I have a springer front. I put some rubber in between where risers mount up. And wrapped a peice of inner tube around handle bar where it mounts to riser. Also filled bars with dirt and small crushed rocks. Helped dampen the vibes so it won't shake so bad that it hurts my hand especially over 75mph
 
Anybody have any experience with one of those mercury-filled recoil tamers installed in the stock of a shotgun or hi-power rifle? Interesting 'slosh' dynamics going on in there...
 
Anybody have any experience with one of those mercury-filled recoil tamers installed in the stock of a shotgun or hi-power rifle? Interesting 'slosh' dynamics going on in there...
I built .308s for a while (nothing super duper, holding 8 inches or so at 500 meters with factory ammo). I tried a few of those damper widgets. Hmmm, I wonder if that works because it's a one time thing going in one direction (damping a single shot that produces a motion that is always in the same direction). Engine/road vibes are so all over the place when it comes to frequency and even direction. So, I don't know, maybe it would work. But somehow it doesn't seem very intuitive.

I read about an XS650 streetracker that was featured in Barnetts a few months back. The owner had carbon fiber engine mount plates cut out (water jet? Laser? dunno) to replace the stock metal ones. He said it cut down on the buzzy-numbing vibration.

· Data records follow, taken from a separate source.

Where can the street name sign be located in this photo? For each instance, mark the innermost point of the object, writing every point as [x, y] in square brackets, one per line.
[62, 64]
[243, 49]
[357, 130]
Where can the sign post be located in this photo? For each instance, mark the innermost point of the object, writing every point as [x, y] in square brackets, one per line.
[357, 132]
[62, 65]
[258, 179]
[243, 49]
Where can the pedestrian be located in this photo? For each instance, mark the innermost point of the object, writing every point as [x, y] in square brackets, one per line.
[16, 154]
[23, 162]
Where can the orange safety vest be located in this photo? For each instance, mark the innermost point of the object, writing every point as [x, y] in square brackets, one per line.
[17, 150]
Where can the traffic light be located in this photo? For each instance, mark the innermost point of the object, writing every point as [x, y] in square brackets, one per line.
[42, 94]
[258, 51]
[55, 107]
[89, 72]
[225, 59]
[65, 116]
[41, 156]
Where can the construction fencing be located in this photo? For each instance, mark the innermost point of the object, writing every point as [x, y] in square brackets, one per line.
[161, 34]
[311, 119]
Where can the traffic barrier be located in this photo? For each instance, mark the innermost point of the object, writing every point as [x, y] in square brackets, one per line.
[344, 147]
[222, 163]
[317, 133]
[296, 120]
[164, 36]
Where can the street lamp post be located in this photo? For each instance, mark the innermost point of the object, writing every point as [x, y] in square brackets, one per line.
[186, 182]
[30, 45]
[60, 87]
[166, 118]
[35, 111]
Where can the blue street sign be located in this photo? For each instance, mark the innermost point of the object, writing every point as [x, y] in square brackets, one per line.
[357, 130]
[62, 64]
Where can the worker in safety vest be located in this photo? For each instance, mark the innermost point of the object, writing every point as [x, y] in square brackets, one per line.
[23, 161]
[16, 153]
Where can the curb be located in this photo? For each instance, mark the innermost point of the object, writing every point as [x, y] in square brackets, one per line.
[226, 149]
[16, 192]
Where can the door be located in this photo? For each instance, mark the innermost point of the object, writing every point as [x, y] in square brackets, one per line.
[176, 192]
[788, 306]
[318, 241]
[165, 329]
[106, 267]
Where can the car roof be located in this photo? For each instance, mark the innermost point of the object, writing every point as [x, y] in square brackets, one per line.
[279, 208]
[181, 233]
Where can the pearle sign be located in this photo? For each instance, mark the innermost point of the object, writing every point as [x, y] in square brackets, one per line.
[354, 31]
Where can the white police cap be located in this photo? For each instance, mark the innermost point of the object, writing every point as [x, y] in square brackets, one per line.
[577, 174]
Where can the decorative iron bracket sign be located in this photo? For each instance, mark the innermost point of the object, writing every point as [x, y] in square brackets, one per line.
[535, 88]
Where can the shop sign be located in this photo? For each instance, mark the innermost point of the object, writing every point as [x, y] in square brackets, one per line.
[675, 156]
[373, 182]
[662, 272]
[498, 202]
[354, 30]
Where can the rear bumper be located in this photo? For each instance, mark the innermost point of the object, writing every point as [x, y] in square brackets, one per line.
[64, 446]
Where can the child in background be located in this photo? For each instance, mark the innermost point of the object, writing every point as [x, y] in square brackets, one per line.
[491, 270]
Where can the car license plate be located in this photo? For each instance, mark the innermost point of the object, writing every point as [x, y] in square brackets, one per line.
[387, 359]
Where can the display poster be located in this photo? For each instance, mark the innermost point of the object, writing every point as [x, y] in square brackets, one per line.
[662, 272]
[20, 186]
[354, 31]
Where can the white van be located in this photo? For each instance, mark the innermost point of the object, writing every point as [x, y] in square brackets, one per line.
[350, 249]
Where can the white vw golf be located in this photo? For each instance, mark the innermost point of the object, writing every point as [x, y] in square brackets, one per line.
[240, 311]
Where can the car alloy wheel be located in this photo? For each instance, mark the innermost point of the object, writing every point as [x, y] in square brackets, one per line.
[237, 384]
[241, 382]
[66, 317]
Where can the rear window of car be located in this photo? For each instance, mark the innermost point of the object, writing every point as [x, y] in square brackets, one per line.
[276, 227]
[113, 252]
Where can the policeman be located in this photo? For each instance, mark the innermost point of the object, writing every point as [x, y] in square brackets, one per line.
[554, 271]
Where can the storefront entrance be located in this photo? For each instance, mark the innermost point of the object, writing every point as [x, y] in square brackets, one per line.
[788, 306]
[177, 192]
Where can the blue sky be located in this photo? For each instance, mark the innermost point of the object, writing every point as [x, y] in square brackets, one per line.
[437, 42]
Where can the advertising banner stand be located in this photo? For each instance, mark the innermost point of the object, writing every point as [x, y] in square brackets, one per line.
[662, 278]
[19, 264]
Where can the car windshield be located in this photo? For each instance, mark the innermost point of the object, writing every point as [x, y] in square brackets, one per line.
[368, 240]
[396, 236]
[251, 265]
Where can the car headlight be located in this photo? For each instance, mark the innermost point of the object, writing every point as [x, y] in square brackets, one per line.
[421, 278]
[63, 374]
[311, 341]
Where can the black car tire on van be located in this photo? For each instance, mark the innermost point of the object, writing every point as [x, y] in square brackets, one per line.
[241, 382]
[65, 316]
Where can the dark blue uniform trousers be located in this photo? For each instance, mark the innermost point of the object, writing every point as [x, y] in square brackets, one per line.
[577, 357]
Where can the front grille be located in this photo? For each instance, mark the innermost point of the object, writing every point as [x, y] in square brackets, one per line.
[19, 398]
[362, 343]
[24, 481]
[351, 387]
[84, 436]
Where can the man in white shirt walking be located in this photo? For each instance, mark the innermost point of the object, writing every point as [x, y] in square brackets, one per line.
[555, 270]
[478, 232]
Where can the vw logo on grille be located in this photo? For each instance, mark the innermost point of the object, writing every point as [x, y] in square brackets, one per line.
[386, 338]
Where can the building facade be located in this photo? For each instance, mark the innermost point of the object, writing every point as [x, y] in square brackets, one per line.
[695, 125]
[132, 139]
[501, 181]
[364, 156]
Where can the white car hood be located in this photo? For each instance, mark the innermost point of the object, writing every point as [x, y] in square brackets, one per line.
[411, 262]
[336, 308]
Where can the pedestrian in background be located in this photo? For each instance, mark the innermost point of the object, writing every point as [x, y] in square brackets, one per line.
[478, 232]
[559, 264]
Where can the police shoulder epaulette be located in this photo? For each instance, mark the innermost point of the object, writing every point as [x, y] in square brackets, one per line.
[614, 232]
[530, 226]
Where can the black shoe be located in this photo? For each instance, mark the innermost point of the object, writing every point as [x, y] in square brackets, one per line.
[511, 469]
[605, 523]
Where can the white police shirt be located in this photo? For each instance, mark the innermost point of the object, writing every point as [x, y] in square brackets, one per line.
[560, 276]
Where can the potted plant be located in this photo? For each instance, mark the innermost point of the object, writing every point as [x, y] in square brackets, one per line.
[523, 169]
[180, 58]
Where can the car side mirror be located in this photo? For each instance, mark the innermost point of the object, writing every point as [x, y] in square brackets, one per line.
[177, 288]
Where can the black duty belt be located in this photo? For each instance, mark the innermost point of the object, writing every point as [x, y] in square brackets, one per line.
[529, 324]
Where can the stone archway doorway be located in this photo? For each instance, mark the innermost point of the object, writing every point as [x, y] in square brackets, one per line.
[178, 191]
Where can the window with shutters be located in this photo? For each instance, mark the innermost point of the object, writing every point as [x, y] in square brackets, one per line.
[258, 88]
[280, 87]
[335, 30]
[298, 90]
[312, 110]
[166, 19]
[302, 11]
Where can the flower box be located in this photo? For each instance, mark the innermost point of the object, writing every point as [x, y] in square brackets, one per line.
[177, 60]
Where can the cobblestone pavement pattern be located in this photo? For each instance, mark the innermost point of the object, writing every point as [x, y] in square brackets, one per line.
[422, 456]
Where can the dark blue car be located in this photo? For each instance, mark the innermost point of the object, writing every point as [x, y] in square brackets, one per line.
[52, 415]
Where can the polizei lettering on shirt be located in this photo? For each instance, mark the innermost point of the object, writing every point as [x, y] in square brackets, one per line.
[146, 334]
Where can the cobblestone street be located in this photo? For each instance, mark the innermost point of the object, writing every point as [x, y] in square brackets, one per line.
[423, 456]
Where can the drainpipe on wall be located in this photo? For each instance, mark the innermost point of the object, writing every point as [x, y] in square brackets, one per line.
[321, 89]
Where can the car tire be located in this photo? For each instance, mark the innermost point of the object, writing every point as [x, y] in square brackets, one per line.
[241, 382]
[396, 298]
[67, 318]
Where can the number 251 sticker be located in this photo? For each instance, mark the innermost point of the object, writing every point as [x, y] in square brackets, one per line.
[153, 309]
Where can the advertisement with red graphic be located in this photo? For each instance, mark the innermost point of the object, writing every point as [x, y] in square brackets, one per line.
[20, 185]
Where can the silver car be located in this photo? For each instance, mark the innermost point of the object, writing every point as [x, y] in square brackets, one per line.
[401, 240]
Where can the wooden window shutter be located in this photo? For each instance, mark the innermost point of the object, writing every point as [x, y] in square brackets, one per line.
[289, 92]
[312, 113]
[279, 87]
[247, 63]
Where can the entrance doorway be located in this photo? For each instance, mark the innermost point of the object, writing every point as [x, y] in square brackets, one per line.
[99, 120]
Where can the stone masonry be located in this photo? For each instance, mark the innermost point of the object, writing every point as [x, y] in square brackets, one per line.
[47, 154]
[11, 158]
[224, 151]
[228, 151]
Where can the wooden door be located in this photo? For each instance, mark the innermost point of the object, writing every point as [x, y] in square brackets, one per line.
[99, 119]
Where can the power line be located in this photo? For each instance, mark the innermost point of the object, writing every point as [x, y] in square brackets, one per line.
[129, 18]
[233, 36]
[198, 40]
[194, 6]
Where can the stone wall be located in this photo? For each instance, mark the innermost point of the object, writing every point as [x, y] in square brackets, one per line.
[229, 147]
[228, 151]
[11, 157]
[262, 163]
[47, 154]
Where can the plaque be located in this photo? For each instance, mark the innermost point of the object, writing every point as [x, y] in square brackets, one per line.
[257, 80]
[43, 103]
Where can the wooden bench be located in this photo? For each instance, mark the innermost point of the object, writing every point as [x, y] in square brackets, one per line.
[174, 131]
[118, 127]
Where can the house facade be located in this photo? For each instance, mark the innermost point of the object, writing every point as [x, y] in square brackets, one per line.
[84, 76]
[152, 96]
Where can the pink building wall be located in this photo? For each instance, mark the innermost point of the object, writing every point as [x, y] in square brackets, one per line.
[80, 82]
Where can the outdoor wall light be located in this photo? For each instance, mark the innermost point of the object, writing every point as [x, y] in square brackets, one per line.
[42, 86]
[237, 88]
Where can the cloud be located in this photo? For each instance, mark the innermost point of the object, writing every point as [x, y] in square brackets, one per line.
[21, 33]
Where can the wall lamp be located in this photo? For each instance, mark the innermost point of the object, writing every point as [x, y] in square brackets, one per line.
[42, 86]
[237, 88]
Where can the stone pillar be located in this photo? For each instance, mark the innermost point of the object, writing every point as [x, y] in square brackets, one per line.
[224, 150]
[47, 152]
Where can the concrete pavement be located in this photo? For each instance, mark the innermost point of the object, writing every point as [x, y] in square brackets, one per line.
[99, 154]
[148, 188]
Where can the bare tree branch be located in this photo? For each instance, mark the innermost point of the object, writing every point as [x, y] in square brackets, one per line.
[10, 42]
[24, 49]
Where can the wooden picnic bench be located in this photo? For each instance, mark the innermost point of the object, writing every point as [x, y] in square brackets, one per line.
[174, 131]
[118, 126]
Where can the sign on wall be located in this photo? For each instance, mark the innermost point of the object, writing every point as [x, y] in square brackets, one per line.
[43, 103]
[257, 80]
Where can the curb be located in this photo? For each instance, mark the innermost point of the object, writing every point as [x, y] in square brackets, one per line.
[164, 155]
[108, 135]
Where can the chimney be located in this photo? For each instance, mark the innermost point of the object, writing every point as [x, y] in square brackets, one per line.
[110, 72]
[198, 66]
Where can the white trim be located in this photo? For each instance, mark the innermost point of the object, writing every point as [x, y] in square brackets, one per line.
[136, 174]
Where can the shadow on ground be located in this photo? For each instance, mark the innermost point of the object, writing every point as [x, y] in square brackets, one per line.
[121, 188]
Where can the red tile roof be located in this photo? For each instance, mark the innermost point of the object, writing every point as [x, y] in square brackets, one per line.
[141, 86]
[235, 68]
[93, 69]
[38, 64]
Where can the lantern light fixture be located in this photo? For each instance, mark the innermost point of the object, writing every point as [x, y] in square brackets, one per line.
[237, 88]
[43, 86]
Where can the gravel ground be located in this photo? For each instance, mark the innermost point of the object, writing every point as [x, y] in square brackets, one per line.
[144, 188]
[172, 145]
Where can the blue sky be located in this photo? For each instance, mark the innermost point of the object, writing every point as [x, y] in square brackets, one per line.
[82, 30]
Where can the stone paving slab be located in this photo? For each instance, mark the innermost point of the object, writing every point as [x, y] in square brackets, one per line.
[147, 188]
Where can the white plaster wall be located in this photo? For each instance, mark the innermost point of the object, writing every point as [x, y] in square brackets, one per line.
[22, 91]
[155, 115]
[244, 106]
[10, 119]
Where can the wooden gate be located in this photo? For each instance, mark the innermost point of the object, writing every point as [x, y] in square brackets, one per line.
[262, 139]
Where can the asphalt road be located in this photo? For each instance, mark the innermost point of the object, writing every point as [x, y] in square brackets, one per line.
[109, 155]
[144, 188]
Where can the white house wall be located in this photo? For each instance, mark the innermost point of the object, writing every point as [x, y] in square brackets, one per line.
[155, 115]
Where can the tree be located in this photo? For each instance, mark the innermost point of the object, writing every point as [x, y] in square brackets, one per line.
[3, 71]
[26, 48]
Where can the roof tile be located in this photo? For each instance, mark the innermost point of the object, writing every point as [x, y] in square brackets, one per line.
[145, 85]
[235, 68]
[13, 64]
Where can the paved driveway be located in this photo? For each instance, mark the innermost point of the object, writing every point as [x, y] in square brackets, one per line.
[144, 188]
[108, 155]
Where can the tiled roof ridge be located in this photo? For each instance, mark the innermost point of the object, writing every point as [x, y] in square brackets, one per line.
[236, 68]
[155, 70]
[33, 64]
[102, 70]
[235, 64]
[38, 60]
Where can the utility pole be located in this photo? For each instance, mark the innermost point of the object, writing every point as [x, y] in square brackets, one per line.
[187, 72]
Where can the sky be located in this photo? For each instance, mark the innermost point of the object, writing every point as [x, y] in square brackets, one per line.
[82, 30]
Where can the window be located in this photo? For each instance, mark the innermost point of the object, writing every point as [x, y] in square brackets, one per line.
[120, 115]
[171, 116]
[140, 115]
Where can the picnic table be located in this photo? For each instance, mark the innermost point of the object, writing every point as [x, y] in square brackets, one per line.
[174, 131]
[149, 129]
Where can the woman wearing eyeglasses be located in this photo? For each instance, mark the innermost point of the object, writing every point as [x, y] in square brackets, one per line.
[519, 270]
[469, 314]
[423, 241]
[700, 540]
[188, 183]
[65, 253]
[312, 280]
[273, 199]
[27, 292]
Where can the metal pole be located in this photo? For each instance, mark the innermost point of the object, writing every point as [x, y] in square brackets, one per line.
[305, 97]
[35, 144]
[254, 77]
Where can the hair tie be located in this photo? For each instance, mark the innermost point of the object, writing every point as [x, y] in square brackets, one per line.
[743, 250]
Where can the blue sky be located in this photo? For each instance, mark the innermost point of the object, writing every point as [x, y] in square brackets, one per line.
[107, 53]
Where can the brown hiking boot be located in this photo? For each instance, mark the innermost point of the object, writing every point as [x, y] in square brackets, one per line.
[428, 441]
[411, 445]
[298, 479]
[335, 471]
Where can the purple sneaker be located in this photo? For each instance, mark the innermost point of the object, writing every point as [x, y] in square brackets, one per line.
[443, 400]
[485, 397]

However Mark Barnett actually thought that rephasing would reduce the offensive vibration moreso than any other single modification. I don't recall if he specified which method (270 or 277), not sure either choice would make much of a difference over the other though. I suppose anything that would get those pistons out of their sync'd phase would at the very least change the vibe, if not reduce it's offensiveness.
 
ive got a 79sf,here in england, just replacing the 34 tooth rear sprocket with a 32, pushed the bad vibratin patch up to about 80mph.